I'm trying to import a large size of JSON FILE from Amazon S3 into AWS RDS-PostgreSQL using Python. But, these errors occured,
Traceback (most recent call last):
File "my_code.py", line 67, in
file_content = obj['Body'].read().decode('utf-8').splitlines(True)
File "/home/user/asd-to-qwe/fgh-to-hjk/env/local/lib/python3.6/site-packages/botocore/response.py", line 76, in read
chunk = self._raw_stream.read(amt)
File "/home/user/asd-to-qwe/fgh-to-hjk/env/local/lib/python3.6/site-packages/botocore/vendored/requests/packages/urllib3/response.py", line 239, in read
data = self._fp.read()
File "/usr/lib64/python3.6/http/client.py", line 462, in read
s = self._safe_read(self.length)
File "/usr/lib64/python3.6/http/client.py", line 617, in _safe_read
return b"".join(s)
MemoryError
// my_code.py
import sys
import boto3
import psycopg2
import zipfile
import io
import json
s3 = boto3.client('s3', aws_access_key_id=<aws_access_key_id>, aws_secret_access_key=<aws_secret_access_key>)

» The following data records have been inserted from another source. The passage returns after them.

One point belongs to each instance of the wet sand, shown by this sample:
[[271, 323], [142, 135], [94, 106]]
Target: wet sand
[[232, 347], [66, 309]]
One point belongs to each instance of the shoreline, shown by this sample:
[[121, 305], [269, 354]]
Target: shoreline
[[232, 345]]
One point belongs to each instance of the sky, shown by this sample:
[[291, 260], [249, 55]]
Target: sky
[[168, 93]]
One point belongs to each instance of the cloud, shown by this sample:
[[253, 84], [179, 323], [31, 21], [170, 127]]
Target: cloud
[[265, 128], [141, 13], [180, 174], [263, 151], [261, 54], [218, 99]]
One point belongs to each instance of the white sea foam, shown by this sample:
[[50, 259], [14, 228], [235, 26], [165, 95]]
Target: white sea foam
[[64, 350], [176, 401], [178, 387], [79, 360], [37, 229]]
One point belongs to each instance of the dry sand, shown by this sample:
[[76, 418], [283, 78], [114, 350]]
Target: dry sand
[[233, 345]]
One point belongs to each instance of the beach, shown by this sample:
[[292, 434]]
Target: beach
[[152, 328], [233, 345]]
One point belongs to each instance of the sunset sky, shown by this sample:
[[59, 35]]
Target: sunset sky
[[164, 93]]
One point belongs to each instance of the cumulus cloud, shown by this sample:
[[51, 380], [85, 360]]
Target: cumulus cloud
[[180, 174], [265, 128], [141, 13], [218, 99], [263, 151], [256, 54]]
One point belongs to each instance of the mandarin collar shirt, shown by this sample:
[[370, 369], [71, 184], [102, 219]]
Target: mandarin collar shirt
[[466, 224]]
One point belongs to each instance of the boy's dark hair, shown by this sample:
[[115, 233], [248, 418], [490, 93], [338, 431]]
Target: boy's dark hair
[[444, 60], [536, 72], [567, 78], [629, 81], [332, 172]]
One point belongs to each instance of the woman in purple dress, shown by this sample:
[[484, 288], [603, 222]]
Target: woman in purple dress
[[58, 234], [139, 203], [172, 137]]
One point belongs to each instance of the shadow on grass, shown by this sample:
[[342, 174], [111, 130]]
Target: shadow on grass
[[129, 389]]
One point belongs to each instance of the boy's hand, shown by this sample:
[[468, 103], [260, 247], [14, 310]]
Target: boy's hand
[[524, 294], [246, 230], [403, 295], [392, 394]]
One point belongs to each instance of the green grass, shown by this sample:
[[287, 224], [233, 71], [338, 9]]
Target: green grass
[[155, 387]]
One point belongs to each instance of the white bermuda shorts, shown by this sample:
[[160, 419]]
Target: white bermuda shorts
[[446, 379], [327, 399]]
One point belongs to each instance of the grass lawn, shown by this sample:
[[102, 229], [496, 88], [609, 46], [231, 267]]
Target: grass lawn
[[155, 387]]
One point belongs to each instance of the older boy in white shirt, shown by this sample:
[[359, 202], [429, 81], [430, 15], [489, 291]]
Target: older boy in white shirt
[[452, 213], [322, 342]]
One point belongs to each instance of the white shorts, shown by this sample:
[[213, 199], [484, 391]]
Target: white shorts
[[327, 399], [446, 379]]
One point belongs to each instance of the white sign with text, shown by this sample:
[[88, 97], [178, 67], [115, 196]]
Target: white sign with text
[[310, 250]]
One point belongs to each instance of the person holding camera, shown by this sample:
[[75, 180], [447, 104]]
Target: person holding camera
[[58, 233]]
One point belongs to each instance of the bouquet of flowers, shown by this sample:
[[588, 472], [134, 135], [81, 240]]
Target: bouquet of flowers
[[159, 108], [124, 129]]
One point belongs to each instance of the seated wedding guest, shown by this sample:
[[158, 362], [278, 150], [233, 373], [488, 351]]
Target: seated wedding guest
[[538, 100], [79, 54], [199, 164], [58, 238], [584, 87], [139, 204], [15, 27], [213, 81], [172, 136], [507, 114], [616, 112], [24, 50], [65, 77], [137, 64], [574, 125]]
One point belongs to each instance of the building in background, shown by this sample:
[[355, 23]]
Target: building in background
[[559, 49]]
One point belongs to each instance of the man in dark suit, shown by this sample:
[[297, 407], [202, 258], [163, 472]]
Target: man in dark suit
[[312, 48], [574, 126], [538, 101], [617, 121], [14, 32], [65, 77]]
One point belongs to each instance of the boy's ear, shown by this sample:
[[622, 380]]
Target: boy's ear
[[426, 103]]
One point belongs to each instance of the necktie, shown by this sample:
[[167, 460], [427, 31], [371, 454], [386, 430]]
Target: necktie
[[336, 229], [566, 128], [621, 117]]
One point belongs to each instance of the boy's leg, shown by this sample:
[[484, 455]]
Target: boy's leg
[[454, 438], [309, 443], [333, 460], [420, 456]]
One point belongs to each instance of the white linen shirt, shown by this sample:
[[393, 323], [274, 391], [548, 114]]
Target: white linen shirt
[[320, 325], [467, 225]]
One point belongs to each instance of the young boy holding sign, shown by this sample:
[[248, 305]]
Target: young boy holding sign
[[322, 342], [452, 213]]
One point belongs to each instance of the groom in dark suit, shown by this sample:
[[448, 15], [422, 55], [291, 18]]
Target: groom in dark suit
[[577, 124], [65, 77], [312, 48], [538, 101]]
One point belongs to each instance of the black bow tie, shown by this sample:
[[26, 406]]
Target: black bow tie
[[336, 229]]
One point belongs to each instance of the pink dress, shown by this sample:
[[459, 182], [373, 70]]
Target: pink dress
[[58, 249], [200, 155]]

connection = psycopg2.connect(host=<host>, dbname=<dbname>, user=<user>, password=<password>)
cursor = connection.cursor()
bucket = sys.argv[1]
key = sys.argv[2]
obj = s3.get_object(Bucket=bucket, Key=key)
def insert_query(data):
query = """
INSERT INTO data_table
SELECT
(src.test->>'url')::varchar, (src.test->>'id')::bigint,
(src.test->>'external_id')::bigint, (src.test->>'via')::jsonb
FROM (SELECT CAST(%s AS JSONB) AS test) src
"""
cursor.execute(query, (json.dumps(data),))
if key.endswith('.zip'):
zip_files = obj['Body'].read()
with io.BytesIO(zip_files) as zf:
zf.seek(0)
with zipfile.ZipFile(zf, mode='r') as z:
for filename in z.namelist():
with z.open(filename) as f:
for line in f:
insert_query(json.loads(line.decode('utf-8')))
if key.endswith('.json'):
file_content = obj['Body'].read().decode('utf-8').splitlines(True)
for line in file_content:
insert_query(json.loads(line))
connection.commit()
connection.close()
Are there any solutions to these problems? Any help would do, thank you so much!